Military veterans who fought alongside him joined family and community mourners at the traditional funeral service in Fresno, California, where he died last month.
Shortly after the initial two-hour funeral ceremony, however, a confidant of Vang Pao said US authorities had told him they were refusing a burial at Arlington, where top US military brass are laid to rest.
Hmong war veterans form an honor guard
“They called a little while ago… and they told me the committee turned the general down,” said Charlie Waters, an American military veteran and confidant of Vang Pao told AFP, adding: “So we’re appealing to the White House.”
“They gave me this lame excuse that it would take it the place away from an American serviceman. That’s crap,” he said adding that he would offer to surrender his own place at Arlington.
Vang Pao led the Central Intelligence Agency (CIA)-backed force that assisted the United States in Vietnam, during its ill-fated war with communist forces in the north of southeast Asian nation.
He died of pneumonia on January 6 in the central California city of Fresno, one of the major hubs of the United States’ 250,000-strong Hmong community, some 30-40,000 of whom live in the western US state.
Draped in the Stars and Stripes flag, Vang Pao’s coffin was borne into Fresno’s convention center where tens of thousands of Hmong from the United States and abroad were expected to gather over the weekend.
Members of the Hmong community
Rows of black-clad mourners joined ranks of soldiers in uniforms and khakis, as well as bagpipers in kilts who had accompanied the casket into the hall, to the strains of Dvorak’s “New World” Symphony.
“Today our Laotian nation has lost… one of its outstanding sons,” said Khamphay Abbay, a former Royal Lao official and Laotian currently living in Australia, who was an advisor to Vang Pao during the war.
California US congressman Jim Costa has led a group of lawmakers in Washington lobbying for Vang Pao to be buried at Arlington, outside Washington DC.
William Dietzel, another US friend of the Hmong general, also paid tribute to Vang Pao’s support for the United States in one of its darkest hours.
“General Vang Pao will forever be remembered for his extraordinary service in the defense of freedom,” he told the ceremony.
Waters, who spoke during the two-hour ceremony, lashed the Arlington decision.
“How many times can these bureaucrats hurt these people?” he said, adding: “The timing sucks .. How dare they? These people are hurting.

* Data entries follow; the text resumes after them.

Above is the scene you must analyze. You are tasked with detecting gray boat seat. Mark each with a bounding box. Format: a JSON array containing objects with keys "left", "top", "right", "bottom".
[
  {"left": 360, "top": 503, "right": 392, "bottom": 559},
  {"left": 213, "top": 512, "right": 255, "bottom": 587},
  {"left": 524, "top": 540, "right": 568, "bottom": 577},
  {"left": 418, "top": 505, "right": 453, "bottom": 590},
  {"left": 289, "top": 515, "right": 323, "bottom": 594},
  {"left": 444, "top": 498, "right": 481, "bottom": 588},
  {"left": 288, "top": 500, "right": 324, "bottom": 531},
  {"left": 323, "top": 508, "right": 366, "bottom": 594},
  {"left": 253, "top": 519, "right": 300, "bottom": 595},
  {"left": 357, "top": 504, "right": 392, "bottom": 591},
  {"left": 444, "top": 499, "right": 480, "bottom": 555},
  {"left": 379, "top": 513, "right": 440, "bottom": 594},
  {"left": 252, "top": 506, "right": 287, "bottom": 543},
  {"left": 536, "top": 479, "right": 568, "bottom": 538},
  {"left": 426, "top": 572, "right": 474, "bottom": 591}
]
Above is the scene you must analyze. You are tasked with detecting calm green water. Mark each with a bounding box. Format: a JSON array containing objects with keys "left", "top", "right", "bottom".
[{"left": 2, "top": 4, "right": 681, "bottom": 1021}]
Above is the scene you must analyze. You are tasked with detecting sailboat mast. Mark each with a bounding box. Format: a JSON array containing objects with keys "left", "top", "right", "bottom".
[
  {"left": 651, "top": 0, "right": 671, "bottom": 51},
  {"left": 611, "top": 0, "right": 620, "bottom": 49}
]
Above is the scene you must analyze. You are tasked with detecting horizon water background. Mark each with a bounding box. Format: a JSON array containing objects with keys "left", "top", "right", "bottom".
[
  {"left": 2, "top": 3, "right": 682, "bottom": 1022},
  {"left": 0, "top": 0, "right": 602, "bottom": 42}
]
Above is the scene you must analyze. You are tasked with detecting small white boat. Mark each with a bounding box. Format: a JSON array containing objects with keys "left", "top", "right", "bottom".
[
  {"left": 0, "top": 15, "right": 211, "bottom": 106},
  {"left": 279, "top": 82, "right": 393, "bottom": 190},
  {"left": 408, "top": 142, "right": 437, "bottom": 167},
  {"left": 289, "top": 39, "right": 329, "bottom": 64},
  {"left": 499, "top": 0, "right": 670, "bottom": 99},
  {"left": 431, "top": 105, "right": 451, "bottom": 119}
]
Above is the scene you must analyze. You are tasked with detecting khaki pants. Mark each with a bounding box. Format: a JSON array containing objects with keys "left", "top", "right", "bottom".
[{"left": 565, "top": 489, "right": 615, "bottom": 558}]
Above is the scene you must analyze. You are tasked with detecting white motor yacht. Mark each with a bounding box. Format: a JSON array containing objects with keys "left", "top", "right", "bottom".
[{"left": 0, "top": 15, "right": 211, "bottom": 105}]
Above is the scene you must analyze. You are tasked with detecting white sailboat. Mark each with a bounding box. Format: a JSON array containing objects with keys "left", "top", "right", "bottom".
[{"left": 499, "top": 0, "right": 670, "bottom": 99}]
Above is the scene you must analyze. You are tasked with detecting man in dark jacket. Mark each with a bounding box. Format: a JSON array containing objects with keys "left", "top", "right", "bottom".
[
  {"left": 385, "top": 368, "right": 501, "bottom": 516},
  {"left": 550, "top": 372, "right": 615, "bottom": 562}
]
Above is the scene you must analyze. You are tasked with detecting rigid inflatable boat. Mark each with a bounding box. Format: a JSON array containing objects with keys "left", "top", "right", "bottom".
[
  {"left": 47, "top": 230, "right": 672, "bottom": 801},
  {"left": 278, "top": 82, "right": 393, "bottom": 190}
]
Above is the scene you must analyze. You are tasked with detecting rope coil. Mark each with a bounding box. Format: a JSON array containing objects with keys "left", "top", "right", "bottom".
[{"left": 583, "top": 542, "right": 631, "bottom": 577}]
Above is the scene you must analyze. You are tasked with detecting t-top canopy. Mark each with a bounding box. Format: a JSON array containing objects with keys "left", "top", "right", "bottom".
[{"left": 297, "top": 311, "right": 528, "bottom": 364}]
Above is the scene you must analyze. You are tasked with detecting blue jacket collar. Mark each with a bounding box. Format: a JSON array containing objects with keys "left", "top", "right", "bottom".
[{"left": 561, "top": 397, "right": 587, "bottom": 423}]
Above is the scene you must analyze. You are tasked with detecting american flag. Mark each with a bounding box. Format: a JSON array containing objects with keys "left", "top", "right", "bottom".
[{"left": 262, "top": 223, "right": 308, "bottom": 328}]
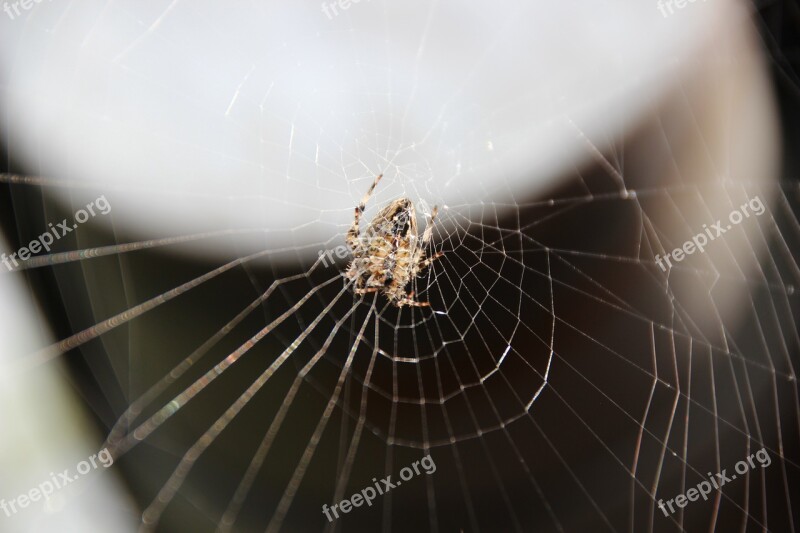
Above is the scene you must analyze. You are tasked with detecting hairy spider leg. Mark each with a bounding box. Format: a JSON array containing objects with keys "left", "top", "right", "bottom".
[
  {"left": 421, "top": 205, "right": 439, "bottom": 244},
  {"left": 346, "top": 173, "right": 384, "bottom": 252},
  {"left": 396, "top": 294, "right": 431, "bottom": 307},
  {"left": 354, "top": 287, "right": 380, "bottom": 294},
  {"left": 418, "top": 251, "right": 444, "bottom": 271},
  {"left": 400, "top": 250, "right": 443, "bottom": 308}
]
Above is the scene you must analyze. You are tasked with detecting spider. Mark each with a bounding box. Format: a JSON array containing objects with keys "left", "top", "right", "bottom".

These jerks, they could have told us a long time ago.”
There was no immediate word from the Pentagon in Washington.
The central California city of Fresno is one of the major hubs of the United States’ 250,000-strong Hmong community, some 30-40,000 of whom live in the western US state.
Vang Pao, a fierce opponent of the communist government in Vientiane, was also a controversial figure.
In 2007, he was arrested in California on charges of plotting to overthrow a foreign government after an undercover agent tried to sell him weapons at a Thai restaurant.
Prosecutors dropped their charges in 2009. On Monday, a judge ended the case for the remaining 11 Hmong Americans accused in the case amid persistent questions over the government’s evidence.